I've noticed in my dreams I seem to have a different personality then in waking life. In waking life im a very sweet caring, even a bit over sensitive person. Im the peacemaker I just want everyone to get along. And I try to see the good in every person even if they make it almost impossible to do.
Now my dreams are a totally different story....
In my dreams Im usually the BEAST. I kill at will for the slightest thing without a second thought. For instance last night I was having a seemingly long dream. Which I remained sad and hurt thoughout the dream. In the dream this young girl ask me to do something and when I dont comply she calls me the "B" word. So I begin to chace her and she totally vanishes from the dream. And I know for a fact if I would have caught her I would have killed her in a most violent way. I have noticed in different dreams figures staring from a distance at me. Now you know how you have like an instinct in your dreams like a person may be your brother but doesnt look like your brother, but you know that's who its suppose to be off of instinct? Well these beings or people I will see huddled watching waiting to turn the dream into a nightmare and give me chace will all of suddon take chace and run from me. Im always fighting demons in my dreams. And sometimes im protecting people I love. (The hero role)

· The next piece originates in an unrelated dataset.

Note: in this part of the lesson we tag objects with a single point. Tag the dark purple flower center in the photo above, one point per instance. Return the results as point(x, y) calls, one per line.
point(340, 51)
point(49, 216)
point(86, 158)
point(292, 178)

I have been able to lucid dream since I was a child. And even sometimes in the lucid dreams Im a bully and will kill for no reason. Im seriously a socialpath when I dream. Im so connected to the animal side of me. But that's not who I really am. In real life if I argue with someone and say something to hurt there feelings it wil bother me for the longest time, I just feel so bad. I find it facinating how the mind works and what it is trying to tell us about ourselves.